一方、アルミは終値ベースで高値を更新し、ニッケルも再び節目の10,650ドルまで戻してきた。これを超えると一気に高値を目指すことになろう。また鉛・亜鉛も急伸している。非鉄相場への関心が今後ますます高まることになろう。

原油は3日続伸。需給の引き締まり観測を背景に買われている。国際エネルギー機関(IEA)は月報で、OPECの1月の産油量が前月から日量100万バレル減少し、当初の削減目標の9割程度を達成したとの推計を示したことが材料視された模様。

さらに16年の世界石油需要の伸びについても3カ月連続で上方修正したことから、需給バランスの改善が想定よりも早く解消されるとの見方が広がったことも、買いにつながったようである。

10日時点の米国内の石油掘削リグ稼働数は8基増の591基と、15年10月以来の高水準を再び更新したが、過去には1,609基だったこと考えると、市場はこれを過大評価しすぎであろう。米国が産油量を増やせば原油価格が回復せず、自らの収益を抑制するだけであり、まさに自殺行為であるとみられる。市場はまだこの点を正しく理解していないようである。

一方、IEAの推計では、1月の世界石油生産量は大幅に減少。1月の供給量は日量150万バレル減となり、そのうちOPECの減産分は日量100万バレルと、協調減産の初月にして目標達成率90%を記録した。

IEAは、OPECの減産を過去最大規模と指摘し、この減産水準が維持された場合、需要の伸びに伴い、今後6カ月で在庫を日量60万バレル削減することが可能との見方を示している。

OECD加盟国の在庫は16年第4四半期に日量80万バレル減少し、3年ぶりの減少幅となった。昨年12月末時点での在庫は、中国の在庫と海上貯蔵分は増加したものの、15年12月以降で初めて30億バレルを下回った。

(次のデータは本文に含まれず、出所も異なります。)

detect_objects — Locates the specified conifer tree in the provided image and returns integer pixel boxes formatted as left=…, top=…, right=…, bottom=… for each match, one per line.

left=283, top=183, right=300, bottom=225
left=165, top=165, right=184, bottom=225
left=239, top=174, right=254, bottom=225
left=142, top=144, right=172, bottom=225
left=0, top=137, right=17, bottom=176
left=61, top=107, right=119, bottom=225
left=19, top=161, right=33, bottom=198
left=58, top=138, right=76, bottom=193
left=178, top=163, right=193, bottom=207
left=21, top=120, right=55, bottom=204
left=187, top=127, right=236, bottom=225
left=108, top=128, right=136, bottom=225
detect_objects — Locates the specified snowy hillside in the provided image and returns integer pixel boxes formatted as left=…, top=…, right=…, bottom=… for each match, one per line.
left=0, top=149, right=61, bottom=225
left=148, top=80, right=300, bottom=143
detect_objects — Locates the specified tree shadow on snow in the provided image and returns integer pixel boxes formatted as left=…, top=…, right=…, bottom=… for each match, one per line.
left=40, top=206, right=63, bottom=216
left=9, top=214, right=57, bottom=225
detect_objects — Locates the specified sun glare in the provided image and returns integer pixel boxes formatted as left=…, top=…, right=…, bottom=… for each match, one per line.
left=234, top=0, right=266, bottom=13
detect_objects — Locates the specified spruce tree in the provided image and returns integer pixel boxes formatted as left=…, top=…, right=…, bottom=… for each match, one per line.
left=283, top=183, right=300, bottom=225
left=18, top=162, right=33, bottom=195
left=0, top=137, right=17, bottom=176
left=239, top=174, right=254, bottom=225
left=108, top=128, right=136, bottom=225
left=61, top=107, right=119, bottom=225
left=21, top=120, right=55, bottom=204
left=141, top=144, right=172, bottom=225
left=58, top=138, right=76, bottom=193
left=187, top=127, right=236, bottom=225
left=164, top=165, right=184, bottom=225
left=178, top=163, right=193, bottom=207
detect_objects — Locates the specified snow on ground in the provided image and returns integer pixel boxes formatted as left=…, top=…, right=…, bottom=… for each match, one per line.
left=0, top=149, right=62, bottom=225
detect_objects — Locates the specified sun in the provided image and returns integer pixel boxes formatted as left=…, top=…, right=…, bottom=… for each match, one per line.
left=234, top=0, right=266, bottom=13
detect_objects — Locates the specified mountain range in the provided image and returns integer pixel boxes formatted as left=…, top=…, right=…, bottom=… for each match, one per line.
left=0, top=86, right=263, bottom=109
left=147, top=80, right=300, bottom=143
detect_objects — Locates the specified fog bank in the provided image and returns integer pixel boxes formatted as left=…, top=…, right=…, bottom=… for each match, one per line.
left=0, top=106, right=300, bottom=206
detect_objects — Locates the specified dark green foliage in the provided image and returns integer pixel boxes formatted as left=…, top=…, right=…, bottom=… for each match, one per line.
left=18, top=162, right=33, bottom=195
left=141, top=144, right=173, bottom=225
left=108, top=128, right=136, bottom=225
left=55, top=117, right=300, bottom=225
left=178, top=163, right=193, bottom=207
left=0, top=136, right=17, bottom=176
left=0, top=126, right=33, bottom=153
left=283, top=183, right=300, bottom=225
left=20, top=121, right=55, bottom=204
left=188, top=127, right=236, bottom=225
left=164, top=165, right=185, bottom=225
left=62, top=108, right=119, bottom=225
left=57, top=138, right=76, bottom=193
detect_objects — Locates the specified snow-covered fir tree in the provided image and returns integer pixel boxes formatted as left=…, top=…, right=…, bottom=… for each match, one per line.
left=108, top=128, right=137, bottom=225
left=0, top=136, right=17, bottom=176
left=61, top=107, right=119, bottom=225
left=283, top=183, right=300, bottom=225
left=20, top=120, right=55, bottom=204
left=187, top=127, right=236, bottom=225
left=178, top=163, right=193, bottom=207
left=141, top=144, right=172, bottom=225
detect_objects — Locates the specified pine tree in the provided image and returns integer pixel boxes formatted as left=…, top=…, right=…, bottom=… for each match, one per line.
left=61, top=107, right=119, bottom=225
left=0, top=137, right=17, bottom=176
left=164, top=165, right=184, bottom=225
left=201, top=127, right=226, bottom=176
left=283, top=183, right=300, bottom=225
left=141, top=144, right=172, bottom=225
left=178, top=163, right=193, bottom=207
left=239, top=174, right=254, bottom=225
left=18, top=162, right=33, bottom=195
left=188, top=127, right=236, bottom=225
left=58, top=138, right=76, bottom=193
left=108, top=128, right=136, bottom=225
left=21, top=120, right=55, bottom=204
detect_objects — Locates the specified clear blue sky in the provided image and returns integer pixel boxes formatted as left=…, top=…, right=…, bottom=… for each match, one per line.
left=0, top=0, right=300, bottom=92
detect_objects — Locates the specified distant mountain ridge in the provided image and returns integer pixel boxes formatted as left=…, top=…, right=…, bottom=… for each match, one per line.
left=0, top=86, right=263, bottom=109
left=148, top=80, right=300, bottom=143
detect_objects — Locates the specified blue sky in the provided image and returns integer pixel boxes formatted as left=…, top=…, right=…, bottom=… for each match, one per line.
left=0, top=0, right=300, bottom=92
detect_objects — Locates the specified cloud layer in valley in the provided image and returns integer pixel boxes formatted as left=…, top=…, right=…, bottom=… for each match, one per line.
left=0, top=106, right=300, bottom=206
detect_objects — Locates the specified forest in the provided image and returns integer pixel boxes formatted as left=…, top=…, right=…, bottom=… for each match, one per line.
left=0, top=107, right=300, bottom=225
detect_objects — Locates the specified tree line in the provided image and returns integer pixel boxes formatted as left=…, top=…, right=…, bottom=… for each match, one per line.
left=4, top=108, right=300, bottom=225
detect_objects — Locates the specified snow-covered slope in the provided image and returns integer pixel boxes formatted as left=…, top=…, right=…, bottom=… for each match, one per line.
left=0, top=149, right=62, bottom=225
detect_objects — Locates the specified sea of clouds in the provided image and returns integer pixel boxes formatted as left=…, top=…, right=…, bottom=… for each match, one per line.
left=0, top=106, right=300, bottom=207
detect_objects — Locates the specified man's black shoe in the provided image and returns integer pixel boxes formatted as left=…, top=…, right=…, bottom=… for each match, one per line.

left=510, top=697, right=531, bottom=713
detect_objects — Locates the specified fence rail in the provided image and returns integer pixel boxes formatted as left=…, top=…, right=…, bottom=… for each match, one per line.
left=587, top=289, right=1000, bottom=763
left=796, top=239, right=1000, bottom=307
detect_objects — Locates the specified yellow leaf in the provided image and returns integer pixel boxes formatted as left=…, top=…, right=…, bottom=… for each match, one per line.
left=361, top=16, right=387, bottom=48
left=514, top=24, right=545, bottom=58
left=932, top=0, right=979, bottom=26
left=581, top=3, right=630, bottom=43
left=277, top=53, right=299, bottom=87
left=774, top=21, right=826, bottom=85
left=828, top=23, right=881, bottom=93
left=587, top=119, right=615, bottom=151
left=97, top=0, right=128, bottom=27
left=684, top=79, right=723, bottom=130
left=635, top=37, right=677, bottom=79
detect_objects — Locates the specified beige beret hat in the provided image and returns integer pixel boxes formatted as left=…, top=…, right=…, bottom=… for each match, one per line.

ロイターによると、OPEC加盟11カ国の1月の原油生産量は日量2,992万1,000バレルで、減産目標の92%を達成した。OPECは原油価格下支えと供給過剰の解消に向けて、1月1日から日量120万バレル減産することで合意している。

92%の目標達成度は09年の前回の減産合意で当初記録した60%を大幅に上回っている。OPECは13日発表する月報で1月の加盟国産油量を公表する。この数値を受けて、OPECは減産できないとたかをくくっていた市場は再度驚くことになりそうである。

繰り返すように、今回OPECは必ず減産を実行するだろう。それにより、需給バランスが改善すれば、その結果、原油価格は上昇する可能性があるだろう。